Yesterday, it was announced that Jim Flaherty has resigned as finance minister. An aide for Flaherty says that the three-term MP for Whitby-Oshawa will end his tenure in cabinet immediately, although he plans to stay on as an MP; however, he will not run in the next election. In a slightly unexpected move, Eglinton-Lawrence MP and natural resources minister Joe Oliver is expected to be announced as Flaherty’s replacement in cabinet. Oliver is a relative newcomer to politics, but he has a long history of success on Bay Street that should appeal to, well, people on Bay Street. When asked for comment, longtime Flaherty pal Mayor Rob Ford wondered out loud whether or not persisting health problems were the cause of Flaherty’s resignation—although Flaherty made assurances that he was not stepping down because his health was in jeopardy. Instead, he was leaving his post to prepare for an eventual return to the private sector. Mayor Ford said news of his friend’s resignation was sad, but he wished him well. No word yet on who will replace Joe Oliver as natural resources minister, although with all the controversy surrounding those darned oil pipelines, it’s hard to imagine anyone actively wanting that job.
It may not be a scientific fact that food tastes better when a hipster serves it to you from the back of a retrofitted vehicle, but it is so very true. Thankfully for all of our tastebuds, the Municipal Licensing and Standards Committee has approved regulations that could allow a slew of new food trucks to be in place by the summer, if City Council passes a new bylaw. Unfortunately, though, everything is not completely peachy keen with the committee recommendations, which include that food trucks be at least 50 metres away from a restaurant, and 30 metres away from schools. Food truck owners feel as if this move may give restaurant owners too much power to veto food truck locations. Thankfully for food truck owners, most people will walk to the ends of the earth for fancy tacos, burgers, and grilled cheese sandwiches, so everything will probably work out just fine in the end.
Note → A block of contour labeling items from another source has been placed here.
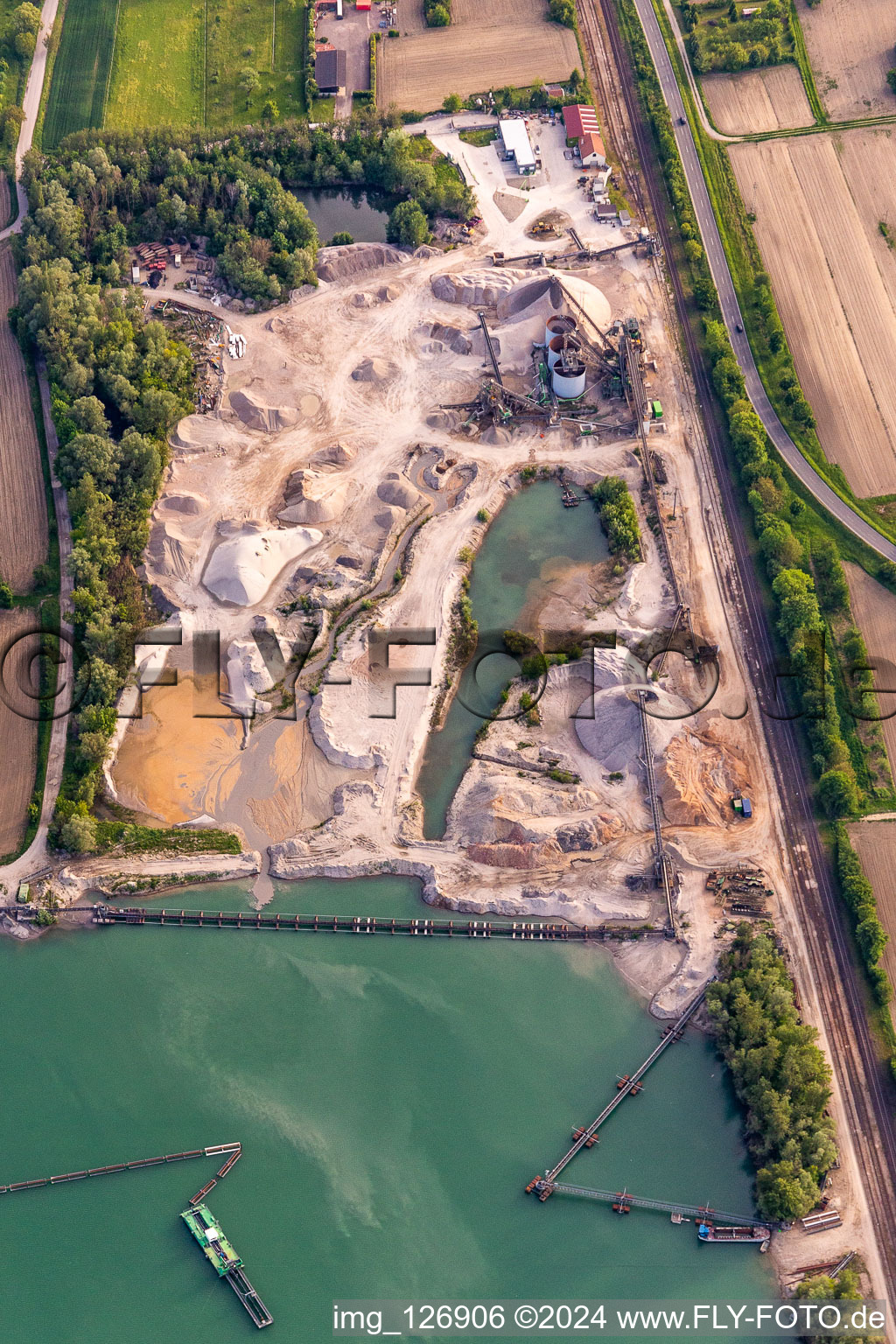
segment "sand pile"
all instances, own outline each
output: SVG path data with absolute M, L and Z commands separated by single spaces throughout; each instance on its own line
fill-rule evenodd
M 377 527 L 382 527 L 384 532 L 391 531 L 398 523 L 402 521 L 404 513 L 400 508 L 384 508 L 379 513 L 373 515 L 373 521 Z
M 348 243 L 344 247 L 321 247 L 317 274 L 321 280 L 349 280 L 380 266 L 398 266 L 407 254 L 386 243 Z
M 387 383 L 394 374 L 395 366 L 377 355 L 368 355 L 357 368 L 352 370 L 352 378 L 356 383 Z
M 149 535 L 146 559 L 152 570 L 173 579 L 188 579 L 196 543 L 173 523 L 157 521 Z
M 318 472 L 300 470 L 286 481 L 281 523 L 330 523 L 345 507 L 348 482 Z
M 430 285 L 443 304 L 469 304 L 472 308 L 496 308 L 521 280 L 532 273 L 523 270 L 470 270 L 461 274 L 433 276 Z
M 398 472 L 390 472 L 386 480 L 380 481 L 376 495 L 384 504 L 403 509 L 415 508 L 423 499 L 420 492 L 410 481 L 402 480 Z
M 379 304 L 394 304 L 400 290 L 395 285 L 380 285 L 377 290 L 361 289 L 352 294 L 352 308 L 376 308 Z
M 352 448 L 351 444 L 329 444 L 326 448 L 318 449 L 313 456 L 316 462 L 330 462 L 333 466 L 347 466 L 353 462 L 357 457 L 357 449 Z
M 563 290 L 576 301 L 600 331 L 606 331 L 613 320 L 613 310 L 606 294 L 582 276 L 559 276 Z M 576 314 L 578 316 L 578 314 Z
M 208 500 L 204 495 L 184 491 L 183 495 L 163 495 L 159 501 L 159 507 L 171 509 L 172 513 L 188 513 L 192 517 L 196 517 L 199 513 L 206 512 L 208 508 Z
M 498 302 L 498 319 L 501 321 L 508 321 L 510 317 L 517 317 L 520 313 L 524 313 L 527 308 L 531 308 L 532 304 L 537 304 L 541 298 L 544 298 L 545 294 L 552 298 L 552 276 L 540 276 L 528 285 L 514 285 L 513 289 Z M 560 302 L 552 302 L 551 306 L 559 308 Z
M 509 191 L 496 191 L 492 199 L 504 218 L 510 223 L 513 223 L 514 219 L 519 219 L 525 207 L 529 204 L 525 196 L 517 196 Z
M 298 423 L 297 406 L 269 406 L 250 388 L 243 387 L 230 394 L 230 405 L 249 429 L 259 429 L 275 434 Z
M 654 759 L 661 765 L 664 751 L 690 711 L 684 700 L 668 691 L 657 688 L 653 694 L 656 700 L 647 707 L 647 727 Z M 592 719 L 575 719 L 579 742 L 604 770 L 634 770 L 643 754 L 641 711 L 633 696 L 630 687 L 610 685 L 596 691 Z
M 234 431 L 214 415 L 184 415 L 171 433 L 171 446 L 187 453 L 206 453 L 232 442 Z
M 441 349 L 447 347 L 455 355 L 469 355 L 473 349 L 473 343 L 467 333 L 461 331 L 459 327 L 451 327 L 450 323 L 420 323 L 419 331 L 423 336 L 431 336 L 435 345 Z
M 282 531 L 261 523 L 219 523 L 222 540 L 212 551 L 203 583 L 219 602 L 254 606 L 277 575 L 321 540 L 310 527 Z

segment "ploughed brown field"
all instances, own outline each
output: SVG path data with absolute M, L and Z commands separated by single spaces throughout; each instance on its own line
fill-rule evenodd
M 799 70 L 793 65 L 704 75 L 700 83 L 723 136 L 811 126 L 814 121 Z
M 0 243 L 0 578 L 26 593 L 47 558 L 47 505 L 26 366 L 5 320 L 16 301 L 12 253 Z
M 877 579 L 873 579 L 870 574 L 866 574 L 860 564 L 844 567 L 853 616 L 856 625 L 862 632 L 868 656 L 887 659 L 893 665 L 893 672 L 880 668 L 875 683 L 885 689 L 896 691 L 896 595 Z M 892 715 L 892 718 L 883 719 L 881 728 L 891 769 L 896 770 L 896 694 L 879 695 L 879 703 L 881 715 Z
M 566 81 L 580 65 L 575 35 L 548 23 L 543 0 L 454 0 L 449 28 L 419 30 L 414 19 L 402 31 L 410 36 L 379 44 L 376 101 L 403 112 L 434 112 L 450 93 Z
M 21 700 L 16 687 L 28 687 L 30 661 L 34 646 L 17 642 L 23 630 L 36 625 L 34 612 L 17 607 L 0 612 L 0 742 L 4 767 L 0 771 L 0 857 L 12 853 L 26 831 L 28 802 L 34 792 L 38 753 L 38 724 L 23 719 L 13 706 Z
M 818 94 L 834 121 L 896 112 L 887 71 L 896 65 L 893 0 L 797 0 Z
M 860 496 L 896 492 L 896 134 L 732 145 L 797 372 L 829 461 Z

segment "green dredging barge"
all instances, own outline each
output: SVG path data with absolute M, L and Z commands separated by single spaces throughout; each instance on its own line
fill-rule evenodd
M 246 1278 L 243 1262 L 224 1236 L 208 1206 L 191 1204 L 180 1216 L 201 1246 L 215 1273 L 230 1284 L 255 1325 L 259 1329 L 265 1325 L 273 1325 L 274 1317 Z

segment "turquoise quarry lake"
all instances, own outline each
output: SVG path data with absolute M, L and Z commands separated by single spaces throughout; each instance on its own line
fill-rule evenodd
M 214 894 L 212 894 L 214 892 Z M 175 902 L 168 898 L 168 903 Z M 249 907 L 247 888 L 177 906 Z M 404 879 L 278 884 L 273 909 L 407 914 Z M 752 1247 L 523 1187 L 658 1039 L 596 948 L 114 927 L 0 941 L 0 1183 L 240 1140 L 208 1196 L 274 1314 L 333 1298 L 751 1297 Z M 4 1344 L 236 1344 L 253 1325 L 179 1219 L 183 1163 L 0 1198 Z M 740 1117 L 696 1032 L 571 1169 L 751 1208 Z

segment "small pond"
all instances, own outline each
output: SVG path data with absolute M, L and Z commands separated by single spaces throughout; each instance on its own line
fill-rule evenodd
M 386 226 L 390 216 L 390 200 L 375 192 L 343 187 L 308 187 L 293 192 L 297 200 L 314 220 L 320 234 L 321 247 L 325 247 L 333 234 L 349 233 L 356 243 L 386 242 Z

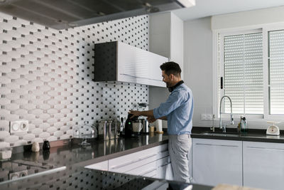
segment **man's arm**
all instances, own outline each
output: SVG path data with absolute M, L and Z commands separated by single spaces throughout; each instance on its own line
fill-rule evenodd
M 164 116 L 164 117 L 160 117 L 159 119 L 162 120 L 168 120 L 167 116 Z

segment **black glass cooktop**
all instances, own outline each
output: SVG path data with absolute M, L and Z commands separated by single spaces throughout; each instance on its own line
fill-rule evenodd
M 66 169 L 66 167 L 57 166 L 47 162 L 38 162 L 23 159 L 0 162 L 0 184 L 47 174 Z

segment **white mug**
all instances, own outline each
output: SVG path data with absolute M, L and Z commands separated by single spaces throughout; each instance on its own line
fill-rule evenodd
M 143 128 L 143 125 L 141 122 L 133 122 L 132 130 L 133 132 L 140 132 Z

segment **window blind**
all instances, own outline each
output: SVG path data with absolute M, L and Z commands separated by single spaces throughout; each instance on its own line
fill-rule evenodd
M 263 114 L 262 40 L 262 33 L 224 37 L 224 94 L 234 114 Z
M 284 114 L 284 31 L 268 32 L 270 114 Z

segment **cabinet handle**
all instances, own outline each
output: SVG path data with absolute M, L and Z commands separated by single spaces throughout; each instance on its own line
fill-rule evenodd
M 165 166 L 166 166 L 166 165 L 168 165 L 168 164 L 170 164 L 171 162 L 165 162 L 164 164 L 163 164 L 162 166 L 160 166 L 160 167 L 165 167 Z
M 157 81 L 159 81 L 159 82 L 163 82 L 163 80 L 161 80 L 149 78 L 146 78 L 146 77 L 137 77 L 137 76 L 134 76 L 134 75 L 129 75 L 129 74 L 124 74 L 124 73 L 120 73 L 120 75 L 126 75 L 126 76 L 129 76 L 129 77 L 138 78 L 141 78 L 141 79 L 148 79 L 148 80 L 157 80 Z
M 148 171 L 145 171 L 144 173 L 142 173 L 142 174 L 139 174 L 139 175 L 140 175 L 140 176 L 143 176 L 143 175 L 145 175 L 145 174 L 148 174 L 148 173 L 152 172 L 152 171 L 155 171 L 155 168 L 152 169 L 150 169 L 150 170 L 148 170 Z
M 114 166 L 114 167 L 111 167 L 111 169 L 119 169 L 119 168 L 121 168 L 121 167 L 125 167 L 125 166 L 127 166 L 127 165 L 133 164 L 133 163 L 135 163 L 135 162 L 141 161 L 141 160 L 143 160 L 143 159 L 148 159 L 148 158 L 151 158 L 151 157 L 155 157 L 155 156 L 156 156 L 156 155 L 157 155 L 157 154 L 151 154 L 151 155 L 150 155 L 150 156 L 147 156 L 147 157 L 143 157 L 143 158 L 141 158 L 141 159 L 134 160 L 134 161 L 131 161 L 131 162 L 126 162 L 126 163 L 124 163 L 124 164 L 118 165 L 118 166 Z
M 263 148 L 263 147 L 246 147 L 248 149 L 268 149 L 268 150 L 280 150 L 284 151 L 283 149 L 273 149 L 273 148 Z
M 225 145 L 225 144 L 212 144 L 204 143 L 196 143 L 196 145 L 215 146 L 215 147 L 239 147 L 237 145 Z

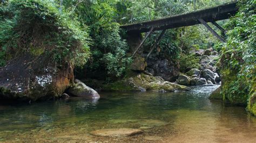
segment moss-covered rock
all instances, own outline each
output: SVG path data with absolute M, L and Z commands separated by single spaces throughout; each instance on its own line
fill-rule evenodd
M 136 56 L 131 65 L 130 68 L 133 70 L 143 71 L 147 67 L 147 62 L 145 58 L 140 56 Z
M 218 87 L 215 90 L 209 97 L 210 99 L 219 99 L 221 100 L 223 98 L 221 94 L 221 88 L 220 87 Z
M 247 111 L 256 115 L 255 78 L 252 80 L 239 76 L 239 69 L 229 65 L 231 58 L 243 65 L 240 53 L 235 50 L 223 54 L 220 60 L 222 99 L 224 103 L 247 106 Z
M 104 85 L 104 91 L 157 91 L 163 89 L 166 91 L 189 90 L 186 86 L 165 81 L 159 76 L 139 74 L 136 76 L 126 78 L 122 81 Z

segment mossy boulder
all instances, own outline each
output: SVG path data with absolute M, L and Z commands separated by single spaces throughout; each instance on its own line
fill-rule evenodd
M 88 99 L 98 99 L 100 96 L 98 92 L 85 84 L 76 79 L 73 84 L 66 91 L 73 96 L 82 97 Z
M 36 101 L 59 98 L 73 82 L 73 66 L 51 58 L 24 54 L 0 69 L 0 99 Z
M 201 71 L 200 71 L 200 70 L 197 68 L 192 68 L 190 70 L 190 71 L 186 73 L 186 74 L 190 76 L 193 75 L 199 75 L 201 74 Z
M 209 97 L 210 99 L 222 99 L 222 95 L 221 94 L 221 88 L 220 87 L 218 87 L 216 90 L 215 90 Z
M 226 103 L 247 106 L 247 110 L 256 116 L 256 78 L 238 76 L 239 69 L 230 67 L 226 62 L 231 57 L 240 65 L 244 62 L 240 53 L 235 50 L 230 50 L 223 54 L 220 60 L 222 99 Z
M 190 85 L 190 77 L 185 75 L 180 74 L 178 77 L 177 83 L 181 85 Z
M 126 78 L 123 80 L 104 85 L 103 91 L 140 91 L 159 90 L 173 92 L 176 90 L 187 91 L 190 89 L 186 86 L 165 81 L 159 76 L 139 74 L 136 76 Z

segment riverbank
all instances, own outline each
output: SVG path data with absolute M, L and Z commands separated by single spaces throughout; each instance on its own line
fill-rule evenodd
M 99 92 L 101 98 L 94 101 L 77 97 L 32 105 L 1 105 L 0 139 L 5 142 L 255 140 L 255 117 L 242 107 L 224 106 L 219 101 L 208 99 L 217 87 L 197 86 L 190 91 L 164 94 Z M 90 133 L 99 129 L 120 128 L 141 128 L 143 132 L 121 138 Z

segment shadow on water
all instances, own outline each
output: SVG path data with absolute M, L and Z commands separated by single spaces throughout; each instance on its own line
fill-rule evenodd
M 90 132 L 124 127 L 144 128 L 144 133 L 118 140 L 144 141 L 144 137 L 153 135 L 164 140 L 228 141 L 232 140 L 226 137 L 237 138 L 232 134 L 240 140 L 246 135 L 255 139 L 256 118 L 244 108 L 224 106 L 208 99 L 217 87 L 192 87 L 191 91 L 164 94 L 102 92 L 99 100 L 0 104 L 0 141 L 116 141 Z

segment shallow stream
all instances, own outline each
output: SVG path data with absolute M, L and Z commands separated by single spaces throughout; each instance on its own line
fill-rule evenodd
M 0 104 L 0 141 L 251 142 L 256 117 L 244 107 L 224 106 L 208 97 L 218 87 L 189 92 L 102 92 L 31 105 Z M 95 130 L 141 128 L 127 137 L 91 135 Z

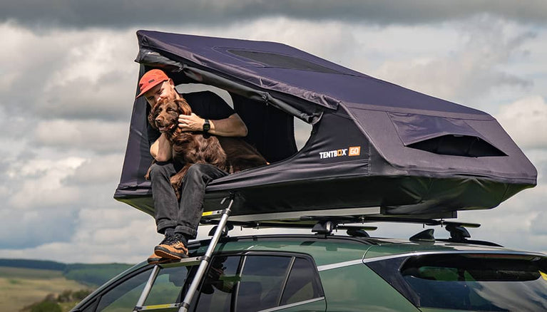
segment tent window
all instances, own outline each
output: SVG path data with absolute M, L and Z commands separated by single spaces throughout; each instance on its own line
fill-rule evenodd
M 503 152 L 477 137 L 469 135 L 442 135 L 410 144 L 409 147 L 435 154 L 473 157 L 506 156 Z
M 407 147 L 454 156 L 507 156 L 464 120 L 399 113 L 388 115 Z
M 316 71 L 325 73 L 342 73 L 333 69 L 294 56 L 248 50 L 230 49 L 228 50 L 228 52 L 237 56 L 241 56 L 261 63 L 270 67 Z

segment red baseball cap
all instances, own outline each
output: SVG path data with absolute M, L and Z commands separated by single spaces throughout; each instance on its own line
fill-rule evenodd
M 153 69 L 148 71 L 143 75 L 140 80 L 138 82 L 138 88 L 140 89 L 140 93 L 138 93 L 136 98 L 143 95 L 148 92 L 150 89 L 155 87 L 163 81 L 168 80 L 169 77 L 163 73 L 163 71 L 159 69 Z

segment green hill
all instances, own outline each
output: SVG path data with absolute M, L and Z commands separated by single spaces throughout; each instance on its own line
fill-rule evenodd
M 55 301 L 62 311 L 68 311 L 83 298 L 78 295 L 88 293 L 131 266 L 0 259 L 0 311 L 21 311 L 44 301 Z
M 126 264 L 63 264 L 52 261 L 0 259 L 0 266 L 58 271 L 67 279 L 91 286 L 104 284 L 131 268 Z

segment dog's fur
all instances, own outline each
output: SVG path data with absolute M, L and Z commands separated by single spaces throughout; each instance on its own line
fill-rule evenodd
M 173 160 L 183 164 L 183 168 L 170 179 L 178 198 L 183 178 L 193 164 L 210 164 L 228 173 L 267 164 L 254 147 L 241 138 L 183 131 L 178 127 L 178 115 L 191 113 L 188 102 L 180 98 L 160 101 L 148 114 L 150 126 L 166 133 L 173 145 Z

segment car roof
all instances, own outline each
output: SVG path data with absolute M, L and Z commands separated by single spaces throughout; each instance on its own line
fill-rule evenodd
M 190 254 L 205 252 L 210 240 L 189 245 Z M 484 243 L 481 241 L 481 243 Z M 501 246 L 459 243 L 449 241 L 411 241 L 389 238 L 352 237 L 321 234 L 260 234 L 223 238 L 215 253 L 241 252 L 299 253 L 313 257 L 318 266 L 356 260 L 370 260 L 397 255 L 425 253 L 480 253 L 533 254 Z

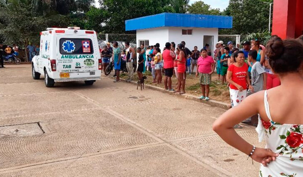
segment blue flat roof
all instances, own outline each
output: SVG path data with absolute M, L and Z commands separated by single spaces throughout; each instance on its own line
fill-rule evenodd
M 231 28 L 232 17 L 162 13 L 125 21 L 125 31 L 164 27 Z

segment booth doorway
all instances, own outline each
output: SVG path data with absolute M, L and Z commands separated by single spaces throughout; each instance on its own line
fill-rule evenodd
M 208 44 L 209 45 L 209 51 L 211 53 L 211 56 L 214 57 L 214 53 L 212 51 L 214 51 L 214 36 L 203 36 L 203 47 L 205 47 L 205 45 Z

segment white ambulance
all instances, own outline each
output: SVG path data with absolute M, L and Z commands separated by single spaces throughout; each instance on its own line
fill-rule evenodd
M 40 51 L 32 61 L 33 78 L 44 75 L 45 85 L 100 79 L 102 61 L 96 32 L 77 27 L 48 28 L 40 33 Z

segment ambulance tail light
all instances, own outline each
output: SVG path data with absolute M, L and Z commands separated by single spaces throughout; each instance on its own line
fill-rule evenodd
M 57 70 L 55 60 L 51 60 L 51 68 L 52 71 L 56 71 Z
M 102 69 L 102 60 L 101 59 L 98 59 L 98 69 L 99 70 Z

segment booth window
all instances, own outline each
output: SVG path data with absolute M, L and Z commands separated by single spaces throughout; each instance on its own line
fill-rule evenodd
M 182 30 L 182 35 L 191 35 L 192 30 Z
M 145 49 L 148 48 L 148 46 L 149 45 L 149 40 L 139 40 L 139 44 L 140 45 L 139 47 L 140 47 L 141 45 L 143 45 Z

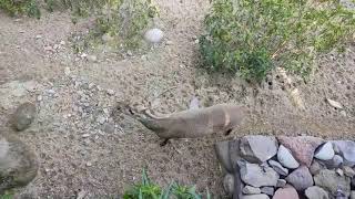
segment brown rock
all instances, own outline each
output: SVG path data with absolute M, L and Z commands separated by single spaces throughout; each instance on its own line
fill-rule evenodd
M 298 136 L 287 137 L 278 136 L 278 142 L 288 148 L 292 155 L 301 165 L 311 166 L 315 149 L 324 142 L 318 137 Z
M 277 189 L 273 199 L 300 199 L 295 188 L 287 186 L 285 188 Z

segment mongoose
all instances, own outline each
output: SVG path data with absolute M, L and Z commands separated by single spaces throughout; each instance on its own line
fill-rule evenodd
M 130 107 L 129 107 L 130 108 Z M 165 116 L 148 112 L 130 113 L 146 128 L 163 138 L 165 145 L 172 138 L 196 138 L 213 133 L 230 134 L 246 115 L 246 107 L 234 104 L 217 104 L 204 108 L 193 108 Z
M 28 185 L 37 176 L 38 168 L 36 154 L 16 135 L 0 129 L 0 195 Z

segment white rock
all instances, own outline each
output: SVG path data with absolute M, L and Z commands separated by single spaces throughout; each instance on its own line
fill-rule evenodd
M 315 151 L 314 157 L 321 160 L 329 160 L 334 157 L 334 155 L 335 153 L 333 149 L 333 144 L 327 142 Z
M 341 103 L 338 103 L 338 102 L 336 102 L 336 101 L 333 101 L 333 100 L 331 100 L 331 98 L 327 98 L 327 102 L 331 104 L 331 106 L 333 106 L 333 107 L 336 107 L 336 108 L 338 108 L 338 109 L 342 109 L 343 108 L 343 105 L 341 104 Z
M 160 29 L 151 29 L 145 32 L 144 39 L 151 43 L 159 43 L 164 38 L 164 32 Z
M 283 165 L 284 167 L 287 167 L 291 169 L 295 169 L 300 167 L 300 164 L 292 156 L 291 151 L 283 145 L 280 145 L 278 147 L 277 159 L 281 163 L 281 165 Z

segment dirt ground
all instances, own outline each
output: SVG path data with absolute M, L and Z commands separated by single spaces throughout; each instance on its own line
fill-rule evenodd
M 308 83 L 294 78 L 305 108 L 293 105 L 276 73 L 261 87 L 199 70 L 196 39 L 207 0 L 158 0 L 156 27 L 164 42 L 118 57 L 105 51 L 82 59 L 68 38 L 75 27 L 69 13 L 44 13 L 41 20 L 13 19 L 0 13 L 0 126 L 14 107 L 30 101 L 38 106 L 31 128 L 19 134 L 40 160 L 38 177 L 22 196 L 89 198 L 122 193 L 136 182 L 144 166 L 161 185 L 171 180 L 209 188 L 223 197 L 222 172 L 213 149 L 219 140 L 245 134 L 315 135 L 354 138 L 355 48 L 344 55 L 321 59 Z M 134 119 L 111 112 L 118 102 L 152 104 L 171 113 L 187 108 L 193 96 L 205 105 L 231 102 L 250 107 L 245 123 L 229 137 L 173 140 L 159 138 Z M 332 107 L 326 98 L 339 102 Z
Well, Porter Airlines, all of your PR squawking to drum up support for proposed Billy Bishop Airport expansion may be doing the trick. A new Forum Research poll shows that Torontonians are a little less frosty about the idea of jets landing at the downtown airport than they were a few months ago. Of 1,271 people polled on March 13, 46 per cent indicated they were in favour of jet traffic, which is up from 43 per cent in December. Meanwhile, opposition held steady at 40 per cent. The poll reveals that support is highest amongst persons who are supporters of Mayor Rob Ford, with 60 per cent of respondents who were pro-jets identifying themselves as members of Ford Nation. While it may seem like a small victory in the long-running push for airport expansion, pollsters are pragmatic about the results. “When we polled Billy Bishop in December, the city had soured on the idea of extending the runways for jets slightly. Now, levels of enthusiasm are back up where they were when we began polling this issue last summer,” explains Lorne Bozinoff, president of Forum Research.
Chicken Little, it looks like the sky is indeed falling. Yesterday, four storeys of scaffolding fell onto a taxi cab carrying two passengers on Peter Street, just south of Richmond Street. Thankfully no injuries were reported, and the Ministry of Labour is currently investigating what may have caused a ton of very heavy, very dangerous metal to come crashing to the ground.